Soit un signal de mauvaise qualité, présentant un certain nombre de variations aléatoires dues à des parasites. Imaginez une méthode permettant de déterminer le maximum (ou le minimum) avec précision. Imaginez ensuite un système matériel capable de déterminer et d'indiquer la valeur trouvée... © Succession Antoine de Saint-Exupéry

Brevet  n°861.203, 1939 :

Saint-Exupéry pilote des multimoteurs. Quand deux, trois, quatre moteurs, voire plus, équipent un avion, les instruments se multiplient dans le cockpit, pour indiquer le régime, la température et la pression d'huile et bien d'autres choses encore. On peut centraliser tout cela dans un ou plusieurs écrans, explique Saint-Ex, en avance sur son temps de quelques décennies. Lui fait appel à la technique de l'époque avec des oscilloscopes à tube cathodique et des « générateurs d'oscillation polyphasée » synchronisés avec la rotation de chaque moteur.

Brevet 861.386, 1939 :

C'est un démarreur à eau ! Sur les appareils de l'époque, l'électricité est rare, voire absente. Il n'y a ni génératrice ni alternateur. Alors pour démarrer un moteur, tous les moyens sont bons : lancer l'hélice à la main, envoyer de l'air comprimé dans les cylindres ou utiliser de lourds volants d'inertie que l'on met en rotation avec des méthodes variées. Ce dernier principe est le plus efficace pour les gros moteurs, et Saint-Exupéry le perfectionne avec des tambours que l'on peut remplir d'eau pour les rendre plus ou moins lourds. Au sol, ils sont plein d'eau et la puissance de démarrage peut être maximale. L'eau est évacuée et réduit donc le poids de l'avion. S'il faut relancer un moteur en vol (un exercice courant à l'époque), on réinjecte juste un peu d'eau car l'hélice est entraînée par le vent relatif, ce qui facilite le démarrage, lequel réclame donc moins d'énergie (de couple). Astucieux, vraiment très astucieux...

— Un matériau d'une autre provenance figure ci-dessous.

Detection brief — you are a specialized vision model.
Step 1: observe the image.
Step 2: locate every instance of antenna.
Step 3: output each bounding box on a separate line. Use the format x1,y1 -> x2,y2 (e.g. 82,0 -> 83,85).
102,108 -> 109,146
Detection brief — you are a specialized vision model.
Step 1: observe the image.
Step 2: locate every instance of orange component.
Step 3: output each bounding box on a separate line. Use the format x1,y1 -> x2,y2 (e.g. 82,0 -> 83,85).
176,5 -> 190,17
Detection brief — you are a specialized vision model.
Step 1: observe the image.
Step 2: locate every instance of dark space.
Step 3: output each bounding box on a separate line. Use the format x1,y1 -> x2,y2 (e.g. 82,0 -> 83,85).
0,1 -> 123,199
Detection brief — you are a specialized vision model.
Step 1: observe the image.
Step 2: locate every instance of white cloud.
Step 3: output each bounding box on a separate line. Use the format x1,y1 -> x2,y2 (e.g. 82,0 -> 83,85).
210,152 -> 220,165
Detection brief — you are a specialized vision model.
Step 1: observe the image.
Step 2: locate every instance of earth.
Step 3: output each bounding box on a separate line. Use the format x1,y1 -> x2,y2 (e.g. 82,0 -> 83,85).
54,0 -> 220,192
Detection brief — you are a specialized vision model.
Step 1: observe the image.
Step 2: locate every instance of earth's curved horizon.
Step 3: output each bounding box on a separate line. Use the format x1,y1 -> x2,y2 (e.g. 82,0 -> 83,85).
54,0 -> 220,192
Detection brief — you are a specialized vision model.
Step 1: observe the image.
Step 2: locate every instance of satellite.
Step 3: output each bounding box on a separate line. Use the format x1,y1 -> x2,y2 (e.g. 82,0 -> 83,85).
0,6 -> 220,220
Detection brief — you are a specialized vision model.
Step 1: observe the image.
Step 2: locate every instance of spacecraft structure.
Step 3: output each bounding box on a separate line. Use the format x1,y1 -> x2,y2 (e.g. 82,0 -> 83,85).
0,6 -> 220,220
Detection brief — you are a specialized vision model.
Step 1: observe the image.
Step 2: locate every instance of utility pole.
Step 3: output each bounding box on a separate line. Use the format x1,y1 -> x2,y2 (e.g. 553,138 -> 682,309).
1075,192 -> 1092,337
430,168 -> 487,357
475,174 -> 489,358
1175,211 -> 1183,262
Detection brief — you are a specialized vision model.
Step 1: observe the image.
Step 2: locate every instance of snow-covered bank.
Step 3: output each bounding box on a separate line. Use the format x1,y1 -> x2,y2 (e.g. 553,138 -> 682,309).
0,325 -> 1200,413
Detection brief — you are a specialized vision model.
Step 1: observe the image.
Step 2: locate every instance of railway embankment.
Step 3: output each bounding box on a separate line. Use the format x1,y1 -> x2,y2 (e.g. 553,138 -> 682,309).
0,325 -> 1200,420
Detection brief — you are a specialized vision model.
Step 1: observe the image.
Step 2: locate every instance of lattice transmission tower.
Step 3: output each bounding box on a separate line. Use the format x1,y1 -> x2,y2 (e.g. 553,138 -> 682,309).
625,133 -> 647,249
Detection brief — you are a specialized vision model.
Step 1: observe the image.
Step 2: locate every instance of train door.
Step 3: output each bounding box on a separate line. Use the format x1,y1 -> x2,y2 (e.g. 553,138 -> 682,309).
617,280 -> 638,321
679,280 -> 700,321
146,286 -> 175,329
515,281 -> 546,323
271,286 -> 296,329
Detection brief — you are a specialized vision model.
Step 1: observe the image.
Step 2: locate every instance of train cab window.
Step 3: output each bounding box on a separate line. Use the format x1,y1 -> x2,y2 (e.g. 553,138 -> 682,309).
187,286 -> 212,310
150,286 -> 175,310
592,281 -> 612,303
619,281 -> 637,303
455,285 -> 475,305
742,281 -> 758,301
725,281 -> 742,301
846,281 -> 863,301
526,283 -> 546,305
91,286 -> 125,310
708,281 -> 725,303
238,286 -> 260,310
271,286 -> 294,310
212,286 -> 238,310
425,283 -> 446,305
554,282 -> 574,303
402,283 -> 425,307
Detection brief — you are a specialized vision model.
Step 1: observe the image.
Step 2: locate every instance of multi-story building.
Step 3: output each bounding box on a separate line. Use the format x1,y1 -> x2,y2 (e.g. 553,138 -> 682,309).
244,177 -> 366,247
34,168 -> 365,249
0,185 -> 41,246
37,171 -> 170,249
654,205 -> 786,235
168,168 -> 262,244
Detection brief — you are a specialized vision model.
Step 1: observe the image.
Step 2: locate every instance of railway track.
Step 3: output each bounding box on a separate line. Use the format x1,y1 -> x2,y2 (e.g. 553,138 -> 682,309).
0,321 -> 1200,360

Brevet n° 924.902 et 924.903, 1940 :

Avec un ensemble de deux émetteurs-récepteurs radio, Saint-Exupéry conçoit un instrument capable de localiser un repère, par exemple un avion, en direction et même en distance. Le principe fait appel à l'électronique, permettant une rotation du signal émis jusqu'à « 1.000 tours par seconde ». Le signal est émis par A, modifié et réémis par B, puis reçu et analysé par A. On croirait voir là l'ancêtre du transpondeur, qui, à bord d'un avion actuel, réémet une information, servant à l'identifier, sur la fréquence du radar venant de le localiser.

Bonne lecture !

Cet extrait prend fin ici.